Memoirs of Arsène Lupin - Maurice Leblanc (books like beach read TXT) 📗
- Author: Maurice Leblanc
Book online «Memoirs of Arsène Lupin - Maurice Leblanc (books like beach read TXT) 📗». Author Maurice Leblanc
“Admitting that it is so, there is no way of our knowing it,” she objected.
“Oh, yes; there is,” he said.
“How? Who from?” she said quickly.
“Bridget Rousselin.”
“Bridget Rousselin?” she cried.
“Certainly. We’ve got to question her.”
“Question that woman?”
“Yes, that woman.”
“Then—then—she’s—she’s alive!”
“Well, yes; she is.”
He rose again, pivoted on his heels once or twice in a sketchy little dance that was half cancan, half jig, and said:
“I beg you, Countess of Cagliostro, not to look at me with such furious eyes. If I hadn’t given you a bit of a shock with a view to weaken your power of resistance, you would not have whispered a word of that interesting story; and where should we be now? One day or other Beaumagnan would have scooped up the thousand millions and left poor little Josephine biting her nails. So come now! A sweet smile instead of that horrid scowl.”

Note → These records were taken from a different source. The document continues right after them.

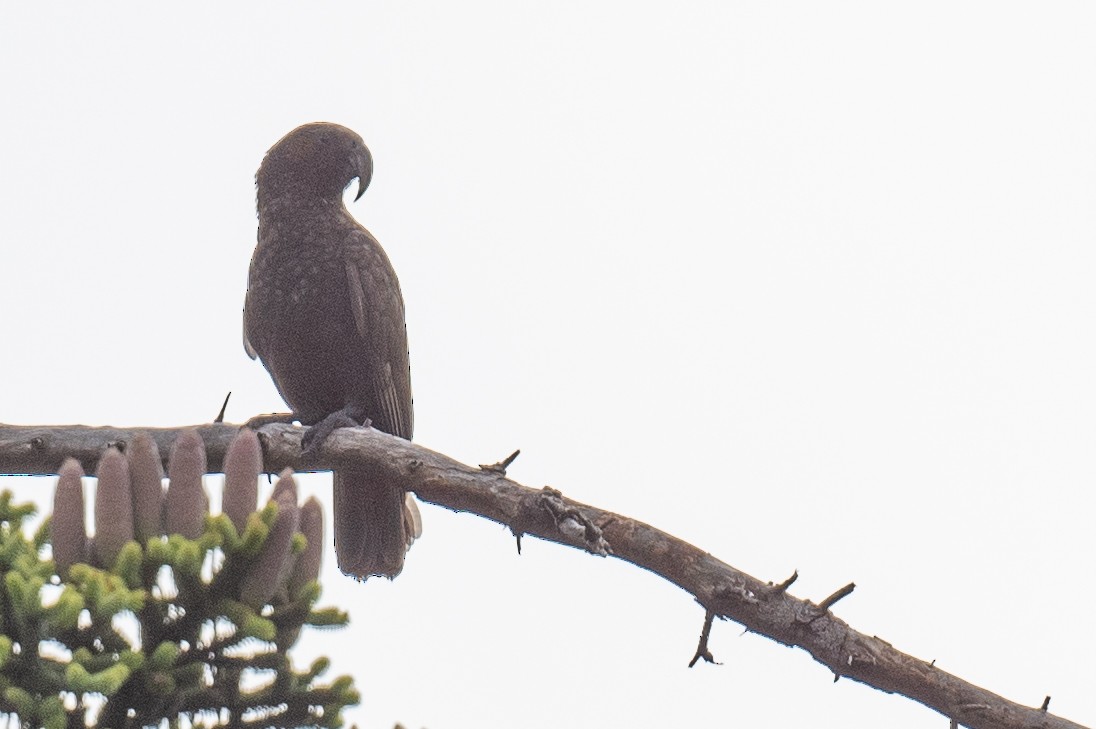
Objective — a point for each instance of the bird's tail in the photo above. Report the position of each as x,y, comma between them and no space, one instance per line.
375,524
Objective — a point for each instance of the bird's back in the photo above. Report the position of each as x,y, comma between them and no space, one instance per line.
324,314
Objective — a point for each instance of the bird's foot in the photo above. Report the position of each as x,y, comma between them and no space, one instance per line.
258,421
349,417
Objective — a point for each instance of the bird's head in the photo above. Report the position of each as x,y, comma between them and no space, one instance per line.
315,161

“You had the audacity … You dared … And all those threats … All that pressure to make me speak … It was a farce! I’ll never forgive you—never!”
“Oh, yes you will,” he said in a cheerful, mocking tone. “You’ll forgive me all right—when you’ve recovered from that little wound to your vanity. All this has nothing to do with our love, you know. It counts for nothing between people devoted to one another, like us. One day one scratches, next day the other … until perfect concord is attained on every point.”

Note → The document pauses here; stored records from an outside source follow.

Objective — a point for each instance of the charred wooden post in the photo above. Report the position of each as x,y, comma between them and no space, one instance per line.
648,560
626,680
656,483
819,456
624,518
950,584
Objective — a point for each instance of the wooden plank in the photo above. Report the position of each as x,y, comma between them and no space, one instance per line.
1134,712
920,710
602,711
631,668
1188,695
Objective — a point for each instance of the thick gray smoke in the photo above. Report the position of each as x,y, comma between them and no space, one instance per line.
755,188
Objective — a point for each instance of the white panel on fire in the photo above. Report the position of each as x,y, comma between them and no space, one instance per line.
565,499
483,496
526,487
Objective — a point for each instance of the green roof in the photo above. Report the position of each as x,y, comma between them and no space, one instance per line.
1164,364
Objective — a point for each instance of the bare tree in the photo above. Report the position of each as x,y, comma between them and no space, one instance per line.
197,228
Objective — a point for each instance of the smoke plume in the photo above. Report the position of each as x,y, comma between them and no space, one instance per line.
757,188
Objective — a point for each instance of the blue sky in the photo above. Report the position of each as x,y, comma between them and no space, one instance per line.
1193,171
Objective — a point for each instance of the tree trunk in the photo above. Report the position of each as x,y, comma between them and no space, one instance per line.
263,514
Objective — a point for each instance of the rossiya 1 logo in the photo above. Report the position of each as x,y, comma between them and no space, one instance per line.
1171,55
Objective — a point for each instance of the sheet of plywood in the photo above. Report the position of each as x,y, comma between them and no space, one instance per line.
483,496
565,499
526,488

“Always supposing a rupture does not take place first,” she said between her teeth.
“A rupture? A rupture merely because I’ve relieved you of a few little secrets?”
But Josephine still looked so flabbergasted that he had to laugh outright, and fairly dancing up and down, like a delighted child, he went on:
“Lord, madam is annoyed! … And just because I’ve tried one of her own little tricks on her! … Really you ought not to lose your temper about a little thing like that. … It makes me laugh.”
She was no longer paying any attention to him. She pulled the rug off Leonard, pulled the handkerchief out of his mouth, and cut through his bonds.
Leonard leaped at Ralph, like a wild beast unchained.
“Don’t touch him!” she cried.
Leonard stopped short, shaking his fist in Ralph’s face.
“Behold the myrmidon!” said Ralph, laughing again. “Jumping up like a jack-in-the-box!”
Beside himself, the man foamed at the mouth and cried: “We shall meet again, my lad—we shall meet again—and if it isn’t for a hundred years—”
“You also reckon in centuries—like your mistress,” said Ralph.
“Go,” said Josephine, pushing Leonard towards the door. “Go. You will bring back the carriage.”
They exchanged a few words quickly, in a language Ralph did not understand; and the man went.
Then she turned to Ralph and said in a bitter voice: “And now?”
“Now?”
“Yes. What do you intend to do?”
“My intentions are perfectly honorable—angelic in fact—”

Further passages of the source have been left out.